2 Nov 2020

Solicitor-General faces Abuse in Care Inquiry over Crown role

7:44 pm on 2 November 2020

The Solicitor-General has fronted up to the Abuse in Care inquiry, telling the Commissioners she was there to explain the Crown's role but not to necessarily defend it.

Acting Director of GCSB

Solicitor-General Una Jagose, QC. Photo: RNZ / Alexander Robertson

The Royal Commission is continuing its hearing in Auckland into the processes around redress for people abused and neglected in state care.

In the early part of the redress hearing, it heard from a number of survivors outlining their experiences and the battle many faced to get compensation and an apology.

For many it involved lengthy court cases, with some successful and others not.

While up against Crown agencies, such as the Ministries of Social Development, Justice, Health and Education, the body overseeing the Crown's legal response was the Crown Law Office.

Its head, Solicitor-General Una Jagose acknowledged the long fight survivors have had to get their experiences in state carefully examined by an independent body.

"I understand they will have low trust in state agencies and in the courts and I understand in that context litigation is extremely difficult and the processes can seem very harsh and cold."

She described the Crown's litigation response as being about ensuring that liability is properly attributed.

"I acknowledge the pain and frustration that they have suffered in engaging with the Crown in seeking redress for their experiences, and I get it in the litigation response that can be seen as the Crown ducking for cover."

Jagose admits the Crown has not always been survivor-focused.

"It might be that we are never as survivor focused as survivors want us to be, but there have been significant shifts taken in the litigation processes.
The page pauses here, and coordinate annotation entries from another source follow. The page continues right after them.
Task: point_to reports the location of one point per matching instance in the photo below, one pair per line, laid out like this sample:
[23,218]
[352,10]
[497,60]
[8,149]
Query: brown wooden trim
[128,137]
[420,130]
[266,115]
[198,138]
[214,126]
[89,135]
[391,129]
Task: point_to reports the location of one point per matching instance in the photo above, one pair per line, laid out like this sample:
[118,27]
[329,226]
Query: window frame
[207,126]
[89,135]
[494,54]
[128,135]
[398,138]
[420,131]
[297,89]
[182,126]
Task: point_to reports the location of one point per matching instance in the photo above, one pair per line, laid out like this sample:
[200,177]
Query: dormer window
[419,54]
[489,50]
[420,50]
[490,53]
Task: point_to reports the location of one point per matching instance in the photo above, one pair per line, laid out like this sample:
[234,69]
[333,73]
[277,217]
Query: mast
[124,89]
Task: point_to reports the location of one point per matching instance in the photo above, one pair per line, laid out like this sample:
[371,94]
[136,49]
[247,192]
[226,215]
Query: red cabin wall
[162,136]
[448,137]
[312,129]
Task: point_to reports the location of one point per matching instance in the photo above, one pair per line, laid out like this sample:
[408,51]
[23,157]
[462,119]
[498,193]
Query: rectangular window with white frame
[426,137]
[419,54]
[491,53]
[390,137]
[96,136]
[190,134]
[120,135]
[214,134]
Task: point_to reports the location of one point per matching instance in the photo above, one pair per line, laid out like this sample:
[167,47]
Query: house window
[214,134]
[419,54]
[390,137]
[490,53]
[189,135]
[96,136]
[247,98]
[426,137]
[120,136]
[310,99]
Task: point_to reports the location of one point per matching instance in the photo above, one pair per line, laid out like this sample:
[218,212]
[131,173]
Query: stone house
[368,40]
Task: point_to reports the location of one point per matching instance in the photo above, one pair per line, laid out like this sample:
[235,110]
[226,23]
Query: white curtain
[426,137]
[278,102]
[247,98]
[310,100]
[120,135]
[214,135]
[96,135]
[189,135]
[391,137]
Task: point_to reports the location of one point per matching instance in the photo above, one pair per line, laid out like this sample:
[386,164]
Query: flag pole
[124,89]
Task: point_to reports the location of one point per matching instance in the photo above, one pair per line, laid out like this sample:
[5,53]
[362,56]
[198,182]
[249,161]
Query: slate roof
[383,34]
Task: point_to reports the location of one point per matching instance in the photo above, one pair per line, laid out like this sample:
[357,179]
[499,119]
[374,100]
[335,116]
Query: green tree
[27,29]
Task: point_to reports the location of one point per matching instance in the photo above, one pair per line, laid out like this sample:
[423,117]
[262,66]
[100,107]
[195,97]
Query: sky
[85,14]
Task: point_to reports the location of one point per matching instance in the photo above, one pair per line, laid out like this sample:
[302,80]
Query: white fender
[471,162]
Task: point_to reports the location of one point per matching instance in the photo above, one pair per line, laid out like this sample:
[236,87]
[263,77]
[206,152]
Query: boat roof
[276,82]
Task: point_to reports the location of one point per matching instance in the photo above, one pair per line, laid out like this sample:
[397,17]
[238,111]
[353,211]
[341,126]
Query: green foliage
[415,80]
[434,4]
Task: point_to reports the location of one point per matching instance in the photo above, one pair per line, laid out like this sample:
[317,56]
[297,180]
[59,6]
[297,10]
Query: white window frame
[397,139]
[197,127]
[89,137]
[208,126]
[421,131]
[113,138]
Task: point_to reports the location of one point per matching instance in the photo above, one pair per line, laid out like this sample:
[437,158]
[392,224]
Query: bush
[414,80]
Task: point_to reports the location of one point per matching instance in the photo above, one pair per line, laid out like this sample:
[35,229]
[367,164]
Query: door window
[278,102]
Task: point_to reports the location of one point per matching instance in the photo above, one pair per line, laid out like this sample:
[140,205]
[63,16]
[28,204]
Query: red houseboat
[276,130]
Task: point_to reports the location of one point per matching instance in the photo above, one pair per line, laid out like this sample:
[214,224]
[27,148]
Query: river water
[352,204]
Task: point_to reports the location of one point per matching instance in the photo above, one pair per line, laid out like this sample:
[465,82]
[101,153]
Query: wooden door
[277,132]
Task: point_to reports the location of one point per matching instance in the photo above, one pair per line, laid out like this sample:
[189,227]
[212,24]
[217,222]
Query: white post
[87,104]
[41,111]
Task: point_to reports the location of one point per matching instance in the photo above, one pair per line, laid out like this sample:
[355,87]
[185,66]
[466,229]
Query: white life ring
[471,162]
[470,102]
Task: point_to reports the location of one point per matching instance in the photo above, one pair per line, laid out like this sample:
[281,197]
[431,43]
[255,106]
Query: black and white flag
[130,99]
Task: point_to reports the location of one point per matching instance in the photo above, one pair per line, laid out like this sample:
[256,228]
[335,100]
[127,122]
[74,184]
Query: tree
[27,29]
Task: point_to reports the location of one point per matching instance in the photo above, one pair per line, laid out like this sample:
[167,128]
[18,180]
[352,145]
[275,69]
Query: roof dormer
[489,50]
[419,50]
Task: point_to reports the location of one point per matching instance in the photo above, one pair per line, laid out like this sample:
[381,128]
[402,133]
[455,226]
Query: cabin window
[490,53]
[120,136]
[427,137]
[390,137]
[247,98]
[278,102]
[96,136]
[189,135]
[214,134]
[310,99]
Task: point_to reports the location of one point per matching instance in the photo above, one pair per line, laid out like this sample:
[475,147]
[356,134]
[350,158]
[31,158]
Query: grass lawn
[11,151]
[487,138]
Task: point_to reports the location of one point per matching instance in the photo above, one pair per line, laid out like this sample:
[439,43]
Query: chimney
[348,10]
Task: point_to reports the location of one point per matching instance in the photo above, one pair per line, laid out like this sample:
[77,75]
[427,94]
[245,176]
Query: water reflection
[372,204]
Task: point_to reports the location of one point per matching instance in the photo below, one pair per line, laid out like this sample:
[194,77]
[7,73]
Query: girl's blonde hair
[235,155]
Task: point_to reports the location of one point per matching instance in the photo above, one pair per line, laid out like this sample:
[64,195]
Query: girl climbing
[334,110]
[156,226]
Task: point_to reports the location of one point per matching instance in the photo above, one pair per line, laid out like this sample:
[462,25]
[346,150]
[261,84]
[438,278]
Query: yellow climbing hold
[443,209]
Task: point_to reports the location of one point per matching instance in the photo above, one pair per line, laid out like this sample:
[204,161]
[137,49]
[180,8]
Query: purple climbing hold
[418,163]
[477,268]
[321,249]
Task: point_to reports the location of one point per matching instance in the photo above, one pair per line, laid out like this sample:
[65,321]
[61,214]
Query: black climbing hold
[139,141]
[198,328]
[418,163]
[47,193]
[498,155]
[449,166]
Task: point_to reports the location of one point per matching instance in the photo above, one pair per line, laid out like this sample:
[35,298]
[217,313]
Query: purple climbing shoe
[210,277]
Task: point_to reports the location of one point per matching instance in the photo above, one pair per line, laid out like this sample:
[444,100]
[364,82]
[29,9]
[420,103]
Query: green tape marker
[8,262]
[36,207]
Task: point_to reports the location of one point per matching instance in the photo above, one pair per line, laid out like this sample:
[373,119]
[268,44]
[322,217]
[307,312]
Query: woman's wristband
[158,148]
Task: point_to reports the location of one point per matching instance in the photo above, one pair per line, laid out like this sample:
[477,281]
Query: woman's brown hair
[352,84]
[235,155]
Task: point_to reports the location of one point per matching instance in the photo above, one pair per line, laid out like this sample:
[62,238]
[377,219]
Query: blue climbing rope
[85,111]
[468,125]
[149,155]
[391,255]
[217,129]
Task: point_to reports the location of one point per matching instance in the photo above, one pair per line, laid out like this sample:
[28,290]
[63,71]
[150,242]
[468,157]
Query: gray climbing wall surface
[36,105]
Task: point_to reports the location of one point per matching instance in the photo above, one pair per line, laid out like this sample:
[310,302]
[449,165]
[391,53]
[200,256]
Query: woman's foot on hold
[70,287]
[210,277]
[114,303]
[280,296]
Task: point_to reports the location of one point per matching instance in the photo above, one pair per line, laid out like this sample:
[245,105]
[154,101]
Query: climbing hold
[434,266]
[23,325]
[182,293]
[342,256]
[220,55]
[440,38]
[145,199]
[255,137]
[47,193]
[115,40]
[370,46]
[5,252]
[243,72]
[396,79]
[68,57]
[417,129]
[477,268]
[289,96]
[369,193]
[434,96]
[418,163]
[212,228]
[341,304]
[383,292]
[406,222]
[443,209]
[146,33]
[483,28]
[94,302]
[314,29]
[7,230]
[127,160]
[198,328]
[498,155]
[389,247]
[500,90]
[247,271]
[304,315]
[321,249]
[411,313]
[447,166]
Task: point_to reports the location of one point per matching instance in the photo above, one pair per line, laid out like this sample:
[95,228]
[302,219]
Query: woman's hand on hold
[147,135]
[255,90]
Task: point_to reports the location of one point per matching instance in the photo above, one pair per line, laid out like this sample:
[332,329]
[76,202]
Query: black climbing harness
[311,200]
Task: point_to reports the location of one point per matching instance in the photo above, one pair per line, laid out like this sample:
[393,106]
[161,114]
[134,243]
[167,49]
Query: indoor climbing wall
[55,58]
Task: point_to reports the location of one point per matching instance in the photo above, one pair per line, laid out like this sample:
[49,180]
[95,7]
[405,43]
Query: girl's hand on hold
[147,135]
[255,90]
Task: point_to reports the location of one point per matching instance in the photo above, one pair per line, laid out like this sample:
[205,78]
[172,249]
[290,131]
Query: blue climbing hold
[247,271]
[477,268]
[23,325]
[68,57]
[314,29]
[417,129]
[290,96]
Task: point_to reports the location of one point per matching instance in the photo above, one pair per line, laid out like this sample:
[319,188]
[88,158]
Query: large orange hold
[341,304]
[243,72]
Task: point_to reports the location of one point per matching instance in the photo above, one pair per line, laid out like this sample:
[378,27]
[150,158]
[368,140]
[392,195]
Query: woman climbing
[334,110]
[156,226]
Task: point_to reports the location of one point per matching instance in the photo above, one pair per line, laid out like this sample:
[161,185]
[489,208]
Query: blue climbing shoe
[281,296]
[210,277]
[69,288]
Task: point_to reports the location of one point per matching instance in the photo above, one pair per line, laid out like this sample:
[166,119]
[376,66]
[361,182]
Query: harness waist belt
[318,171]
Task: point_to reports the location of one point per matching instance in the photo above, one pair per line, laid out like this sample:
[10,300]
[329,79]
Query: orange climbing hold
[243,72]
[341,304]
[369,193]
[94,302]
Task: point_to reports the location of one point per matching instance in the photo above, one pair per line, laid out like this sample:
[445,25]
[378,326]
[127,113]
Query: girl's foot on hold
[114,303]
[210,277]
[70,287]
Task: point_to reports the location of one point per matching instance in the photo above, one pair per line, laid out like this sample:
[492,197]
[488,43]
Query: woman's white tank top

Undoubtedly the Commission will recommend others and I am listening, we are listening," she said.

A number of survivors were in the public gallery when Jagose was giving evidence.

She said the Crown must always be aware of any precedent that may eventuate from a court case.

In evidence from survivors given to the Royal Commission last month there was often criticism of the Crown's tactics.

"Tactics is a word that I perhaps wouldn't use. I would just say litigation steps. Both the Crown as defendant and the survivors as plaintiffs took steps in response to what the other one does. Litigation kind of works like that, that you take 'ah, there is a defence, have I got an answer to the defence', and the steps follow."

Jagose believes the Crown's understanding of an abuse survivor's viewpoint has evolved over time.

"And I acknowledge that we have been slow to bring a survivor focus. We have been doing that over quite some years, but I take the criticism that that has been a slow process."

The Solicitor-General said there has been shifts over time to try and conduct litigation in a way less brutal than the normal application of rules and processes, but in the end it was a contest between two parties.